Ethos West Collective aims to uplift and provide a platform for Black professionals in the wedding and events industries. They have been featured in the New York Times, Harper’s Bazaar, Martha Stewart Weddings, Vogue and other major publications, and their Instagram feed is a moveable feast of talent—florists, photographers, designers, planners, stationery artists and others with the skills to make the big day unforgettable. “We hope to establish and maintain relationships and partnerships with industry professionals and publications,” Stafford told marthastewart.com. “My hope is that these relationships will lead to some beautiful and impactful work.”

Reena Maheshwari: Making needed space for multicultural weddings

When Reena Maheshwari was getting ready for her wedding in 2019, she didn’t see herself or her husband. “My wedding was Indian and Nigerian. My husband is Catholic, and I’m Hindu. We were really trying to bring in different elements of our cultures and really combine it into one day,” Maheshwari told Kare 11 in Minneapolis. “I just felt like they weren’t geared for me. It’s very much geared towards a white American.”

Embracing her entrepreneurial spirit, she set out to solve the problem herself. Her Minneapolis-based company, Kahani Events & Design, offers rentals, design, planning and consultation for cultural and multicultural weddings. “I do see a trend for people wanting to blend customs together,” she says. “One, to save time and save money, but more to just create a very unique and custom celebration for themselves.” Maheshwari also recently launched Colorful Weddings, a collective that helps couples find BIPOC (Black, Indigenous and people of color) and multicultural wedding vendors; the first Colorful Weddings Fair was held in March. Maheshwari says interest from vendors has been immediate. “It was just such an overwhelming response from a lot of vendors that, ‘we want this, and we need this,’” she told Kare 11.

Erina Ardianto and Veronyca Kwan: Wedding shoe designers celebrate diversity

In 2016, Erina Ardianto and Veronyca Kwan decided to form a company that would fill a small yet crucial void in the wedding market: comfortable shoes. Their company Bella Belle Shoes makes shoes for brides that are pretty enough for the big day, while being comfortable enough for 12 hours of posing and partying. The triple-padded shoes are handcrafted with embroidery, bows, and fine lace and have become a favorite for brides seeking elegance and comfort.

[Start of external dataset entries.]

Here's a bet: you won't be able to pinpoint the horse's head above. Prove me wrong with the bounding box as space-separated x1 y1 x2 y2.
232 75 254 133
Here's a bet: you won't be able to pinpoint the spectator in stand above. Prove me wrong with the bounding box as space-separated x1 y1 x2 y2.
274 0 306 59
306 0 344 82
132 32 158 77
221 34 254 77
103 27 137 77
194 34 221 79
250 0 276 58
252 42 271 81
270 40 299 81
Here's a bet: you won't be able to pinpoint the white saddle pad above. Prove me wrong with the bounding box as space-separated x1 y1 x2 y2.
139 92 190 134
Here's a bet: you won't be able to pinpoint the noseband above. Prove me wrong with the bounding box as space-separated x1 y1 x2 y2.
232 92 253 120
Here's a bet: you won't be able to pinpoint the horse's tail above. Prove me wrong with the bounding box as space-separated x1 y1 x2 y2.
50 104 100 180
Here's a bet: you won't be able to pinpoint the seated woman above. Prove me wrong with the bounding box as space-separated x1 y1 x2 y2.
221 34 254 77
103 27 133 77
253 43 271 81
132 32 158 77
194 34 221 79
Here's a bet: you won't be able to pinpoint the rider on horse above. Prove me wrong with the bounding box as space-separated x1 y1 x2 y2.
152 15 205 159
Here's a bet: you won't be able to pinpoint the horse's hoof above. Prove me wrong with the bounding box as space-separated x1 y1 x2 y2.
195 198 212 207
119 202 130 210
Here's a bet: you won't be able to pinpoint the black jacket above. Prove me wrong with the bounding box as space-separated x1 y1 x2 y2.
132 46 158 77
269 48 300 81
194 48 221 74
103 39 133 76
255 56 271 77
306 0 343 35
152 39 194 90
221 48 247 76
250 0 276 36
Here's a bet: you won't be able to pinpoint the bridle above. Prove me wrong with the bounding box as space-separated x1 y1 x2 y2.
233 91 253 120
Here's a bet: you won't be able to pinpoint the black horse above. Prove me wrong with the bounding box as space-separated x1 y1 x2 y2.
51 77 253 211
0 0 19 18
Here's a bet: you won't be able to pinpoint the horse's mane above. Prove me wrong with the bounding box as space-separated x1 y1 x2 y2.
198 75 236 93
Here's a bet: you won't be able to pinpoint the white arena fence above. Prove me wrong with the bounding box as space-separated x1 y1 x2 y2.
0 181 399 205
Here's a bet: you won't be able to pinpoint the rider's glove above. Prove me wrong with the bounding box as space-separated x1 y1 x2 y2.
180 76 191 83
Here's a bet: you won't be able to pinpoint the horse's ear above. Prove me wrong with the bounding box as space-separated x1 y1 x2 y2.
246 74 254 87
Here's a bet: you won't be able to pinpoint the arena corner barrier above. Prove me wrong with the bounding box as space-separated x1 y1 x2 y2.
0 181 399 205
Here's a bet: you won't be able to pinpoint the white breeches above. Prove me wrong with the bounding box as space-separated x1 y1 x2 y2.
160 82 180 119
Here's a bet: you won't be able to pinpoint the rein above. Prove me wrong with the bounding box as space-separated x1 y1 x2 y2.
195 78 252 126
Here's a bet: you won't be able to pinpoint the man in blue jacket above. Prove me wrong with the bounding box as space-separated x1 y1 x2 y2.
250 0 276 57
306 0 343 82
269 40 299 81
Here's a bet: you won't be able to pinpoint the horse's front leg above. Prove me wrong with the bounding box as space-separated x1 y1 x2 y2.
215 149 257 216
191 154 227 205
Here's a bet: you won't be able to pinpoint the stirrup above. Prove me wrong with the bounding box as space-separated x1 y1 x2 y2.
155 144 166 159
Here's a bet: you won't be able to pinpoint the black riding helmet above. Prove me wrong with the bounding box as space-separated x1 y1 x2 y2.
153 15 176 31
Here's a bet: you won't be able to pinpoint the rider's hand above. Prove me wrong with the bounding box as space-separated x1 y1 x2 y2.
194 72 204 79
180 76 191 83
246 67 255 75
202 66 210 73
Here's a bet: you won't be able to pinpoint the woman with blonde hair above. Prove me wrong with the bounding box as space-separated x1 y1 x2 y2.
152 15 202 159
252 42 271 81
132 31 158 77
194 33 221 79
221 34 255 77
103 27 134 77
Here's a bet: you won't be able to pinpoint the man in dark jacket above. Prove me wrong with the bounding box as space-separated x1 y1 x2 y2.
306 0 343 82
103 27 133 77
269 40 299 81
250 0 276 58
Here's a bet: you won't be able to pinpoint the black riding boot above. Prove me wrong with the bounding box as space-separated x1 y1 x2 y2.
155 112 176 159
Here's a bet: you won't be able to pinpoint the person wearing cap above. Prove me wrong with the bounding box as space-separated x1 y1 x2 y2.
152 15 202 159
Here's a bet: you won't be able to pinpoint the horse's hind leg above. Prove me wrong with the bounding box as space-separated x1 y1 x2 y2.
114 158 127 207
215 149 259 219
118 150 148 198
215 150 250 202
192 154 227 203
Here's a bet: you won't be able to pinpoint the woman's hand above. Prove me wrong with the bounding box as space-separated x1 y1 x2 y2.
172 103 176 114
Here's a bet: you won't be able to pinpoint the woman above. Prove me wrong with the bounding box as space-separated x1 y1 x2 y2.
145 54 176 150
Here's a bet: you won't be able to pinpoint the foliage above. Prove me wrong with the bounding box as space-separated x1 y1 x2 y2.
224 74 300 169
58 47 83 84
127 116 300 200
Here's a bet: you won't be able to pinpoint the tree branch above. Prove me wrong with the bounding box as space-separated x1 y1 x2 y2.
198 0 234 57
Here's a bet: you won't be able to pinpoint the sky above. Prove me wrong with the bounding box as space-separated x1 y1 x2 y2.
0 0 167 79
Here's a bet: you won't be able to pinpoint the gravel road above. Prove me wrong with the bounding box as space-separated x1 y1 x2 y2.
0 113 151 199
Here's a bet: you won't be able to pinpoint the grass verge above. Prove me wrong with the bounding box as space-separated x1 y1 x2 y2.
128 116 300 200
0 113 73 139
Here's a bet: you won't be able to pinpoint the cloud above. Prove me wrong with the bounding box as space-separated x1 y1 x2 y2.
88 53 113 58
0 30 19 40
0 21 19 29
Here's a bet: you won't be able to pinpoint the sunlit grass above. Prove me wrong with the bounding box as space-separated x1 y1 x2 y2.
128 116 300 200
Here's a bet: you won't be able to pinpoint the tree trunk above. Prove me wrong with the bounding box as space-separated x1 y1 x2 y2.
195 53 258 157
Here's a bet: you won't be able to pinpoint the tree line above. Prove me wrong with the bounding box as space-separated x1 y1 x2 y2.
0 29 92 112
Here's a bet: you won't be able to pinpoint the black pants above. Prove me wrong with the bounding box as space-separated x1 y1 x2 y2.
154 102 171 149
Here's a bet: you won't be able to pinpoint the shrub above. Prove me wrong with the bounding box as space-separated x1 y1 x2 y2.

They work with couples and brides from a wide range of cultural backgrounds, featuring them on their popular Instagram account. “We post a lot of content that celebrates cultural diversity, such as traditional wedding dresses from different cultures, how colors signify different meanings in different cultures, and century-old traditions that are still being practiced today,” the Indonesian-Chinese duo told Brides.com for a feature on AAPI wedding professionals. “This is a great way for us to pay homage to different roots and traditions, and it always gets a phenomenal response from our audience.”